The reason neuropsych nerds get mad whenever anyone purports to refute the “serotonin hypothesis” is because there is no serotonin hypothesis, there’s the hypothesis that serotonin plays a role in a larger complex of disordered neurotransmitters. When you see the words “serotonin hypothesis” is is a giant neon sign shouting “STRAWMAN, STRAWMAN, STRAWMAN.” No one on the research side of things is making an argument for a solely serotonergic cause of depression, nor are they arguing that serotonin pathways are the only ones in need of balancing.
By attacking an argument that no one is making, these criticisms set up a foothold, a beachhead from which to launch the real assault: that on the biological nature of depression itself. Articles often use "serotonin hypothesis is wrong” and “chemical imbalance hypothesis is wrong" interchangeably. Which is whack, because the chemical imbalance hypothesis has never been the serotonin hypothesis.
Critical/Anti Psychiatry
Let’s talk about the first and last authors of the most recent log on the fire: Joanna Moncrieff and Mark Horowitz. Here’s the disclosure statement from the piece linked at the top of the article:
Joanna Moncrieff is a co-investigator on a National Institute of Health Research funded study exploring methods of antidepressant discontinuation. She is co-chair person of the Critical Psychiatry Network, an informal and unfunded group of psychiatrists and an unpaid board member of the voluntary group, the Council for Evidence-based Psychiatry.

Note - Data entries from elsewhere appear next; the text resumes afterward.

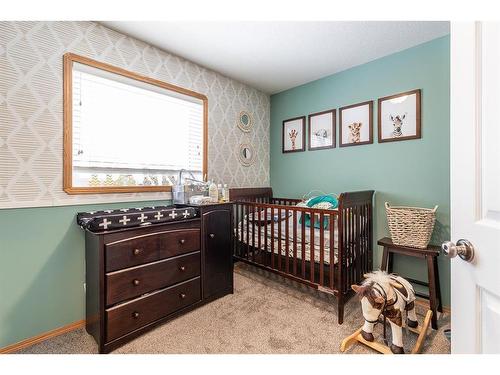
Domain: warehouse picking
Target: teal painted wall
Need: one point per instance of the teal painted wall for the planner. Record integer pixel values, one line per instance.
(414, 172)
(42, 269)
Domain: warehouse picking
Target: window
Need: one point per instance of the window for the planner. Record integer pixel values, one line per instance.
(125, 132)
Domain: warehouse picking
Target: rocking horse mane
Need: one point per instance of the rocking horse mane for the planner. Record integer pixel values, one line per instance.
(378, 277)
(374, 295)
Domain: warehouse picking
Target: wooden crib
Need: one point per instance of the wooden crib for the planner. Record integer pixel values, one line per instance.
(273, 233)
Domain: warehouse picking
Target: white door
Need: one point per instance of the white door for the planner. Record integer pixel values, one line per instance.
(475, 186)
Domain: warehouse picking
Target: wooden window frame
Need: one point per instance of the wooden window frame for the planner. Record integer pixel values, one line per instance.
(68, 60)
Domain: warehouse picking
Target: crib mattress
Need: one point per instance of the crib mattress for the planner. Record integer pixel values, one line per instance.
(241, 234)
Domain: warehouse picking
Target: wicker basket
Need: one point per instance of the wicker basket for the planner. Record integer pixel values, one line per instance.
(411, 226)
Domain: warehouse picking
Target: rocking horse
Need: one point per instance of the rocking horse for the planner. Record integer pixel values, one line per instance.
(388, 295)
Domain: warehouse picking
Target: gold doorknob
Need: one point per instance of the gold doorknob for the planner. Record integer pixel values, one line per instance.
(463, 248)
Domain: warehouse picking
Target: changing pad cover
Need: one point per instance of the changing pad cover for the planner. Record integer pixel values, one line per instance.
(99, 221)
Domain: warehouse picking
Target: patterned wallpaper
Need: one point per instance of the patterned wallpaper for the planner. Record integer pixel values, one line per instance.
(31, 109)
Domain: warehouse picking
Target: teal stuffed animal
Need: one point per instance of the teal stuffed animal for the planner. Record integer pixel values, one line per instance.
(326, 202)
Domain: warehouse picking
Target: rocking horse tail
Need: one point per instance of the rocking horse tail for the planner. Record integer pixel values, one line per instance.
(340, 302)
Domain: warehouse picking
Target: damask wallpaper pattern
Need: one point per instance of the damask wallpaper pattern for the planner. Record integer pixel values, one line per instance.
(31, 110)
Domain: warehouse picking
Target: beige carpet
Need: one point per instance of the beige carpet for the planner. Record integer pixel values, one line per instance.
(266, 314)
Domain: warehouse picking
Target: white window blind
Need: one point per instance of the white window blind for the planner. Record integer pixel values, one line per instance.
(120, 124)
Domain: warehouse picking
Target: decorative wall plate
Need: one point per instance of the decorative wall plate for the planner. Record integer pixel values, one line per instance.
(246, 154)
(245, 121)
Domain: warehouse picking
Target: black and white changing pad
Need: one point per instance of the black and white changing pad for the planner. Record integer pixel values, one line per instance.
(98, 221)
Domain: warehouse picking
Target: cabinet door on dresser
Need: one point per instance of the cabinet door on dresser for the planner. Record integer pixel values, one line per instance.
(218, 253)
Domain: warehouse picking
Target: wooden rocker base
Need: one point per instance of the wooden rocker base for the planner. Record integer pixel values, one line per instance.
(421, 330)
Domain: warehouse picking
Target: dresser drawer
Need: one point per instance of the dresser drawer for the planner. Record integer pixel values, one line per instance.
(132, 315)
(132, 282)
(137, 250)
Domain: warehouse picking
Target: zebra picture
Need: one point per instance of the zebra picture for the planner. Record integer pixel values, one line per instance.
(397, 122)
(399, 117)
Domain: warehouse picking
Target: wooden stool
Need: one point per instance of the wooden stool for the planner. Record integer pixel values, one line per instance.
(430, 254)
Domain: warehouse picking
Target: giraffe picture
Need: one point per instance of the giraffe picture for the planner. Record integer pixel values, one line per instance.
(294, 134)
(355, 126)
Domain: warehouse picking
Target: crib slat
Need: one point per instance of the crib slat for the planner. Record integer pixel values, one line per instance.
(357, 233)
(294, 242)
(287, 242)
(247, 211)
(253, 231)
(303, 249)
(279, 239)
(266, 234)
(259, 227)
(332, 247)
(272, 237)
(351, 241)
(311, 247)
(321, 248)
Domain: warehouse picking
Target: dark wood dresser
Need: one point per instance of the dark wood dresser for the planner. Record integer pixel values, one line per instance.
(137, 278)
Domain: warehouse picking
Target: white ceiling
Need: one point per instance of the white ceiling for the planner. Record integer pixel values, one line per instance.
(275, 56)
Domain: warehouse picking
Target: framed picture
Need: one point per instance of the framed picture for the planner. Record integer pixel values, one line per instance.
(322, 130)
(356, 124)
(399, 117)
(294, 134)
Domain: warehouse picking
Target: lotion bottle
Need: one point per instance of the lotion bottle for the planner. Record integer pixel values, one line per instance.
(213, 193)
(225, 194)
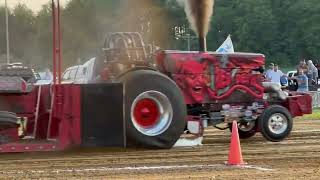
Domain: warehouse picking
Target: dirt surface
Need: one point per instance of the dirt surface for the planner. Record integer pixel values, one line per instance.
(298, 157)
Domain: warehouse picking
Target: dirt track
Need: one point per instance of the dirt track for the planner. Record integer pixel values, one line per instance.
(295, 158)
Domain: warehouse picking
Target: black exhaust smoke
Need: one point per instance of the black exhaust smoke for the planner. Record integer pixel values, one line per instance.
(199, 13)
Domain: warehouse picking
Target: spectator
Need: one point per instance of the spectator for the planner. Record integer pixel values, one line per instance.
(302, 80)
(275, 75)
(269, 72)
(312, 71)
(303, 65)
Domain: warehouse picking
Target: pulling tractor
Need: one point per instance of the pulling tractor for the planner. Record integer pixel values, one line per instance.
(145, 98)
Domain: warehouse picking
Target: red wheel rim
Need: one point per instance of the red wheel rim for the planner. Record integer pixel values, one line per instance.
(146, 112)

Mark Horowitz is co-founder of a company aiming to help people safely stop unnecessary antidepressants in Canada. He is an (unpaid) associate of the International Institute of Psychiatric Drug Withdrawal (IIPDW) and a member of the Critical Psychiatry Network.
Joanna co-chairs the Critical Psychiatry Network; a group of primarily UK-based psychiatrists who have campaigned to reduce the role of pharmaceuticals and medical models in psychiatric treatment since 1999. It’s difficult to summarize their position succinctly, but the general bent is that they want brain pathology to be dethroned as the functional basis for mental illness and legislation concerning it. Despite their frequent assertions of placebos being equally efficacious as psychiatric medications the group has yet to produce a solid body of research demonstrating their claims, and what little positive documentation there is shows many potential confounds and problems in methodology:
One comparison study showed 34% of patients of a 'medical model' team were still being treated after two years, compared with only 9% of patients of a team using a 'non-diagnostic' approach (less medication, little diagnosis, individual treatment plans tailored to the person's unique needs). However the study comments that cases may have left the system in the 'non-diagnostic' approach, not because treatment had worked, but because (1) multi-agency involvement meant long-term work may have been continued by a different agency, (2) the starting question of 'Do we think our service can make a positive difference to this young person's life?' rather than 'What is wrong with this young person?' may have led to treatment not being continued, and (3) the attitude of viewing a case as problematic when no improvement has occurred after five sessions may have led to treatment not being continued (rather than the case 'drifting' on in the system)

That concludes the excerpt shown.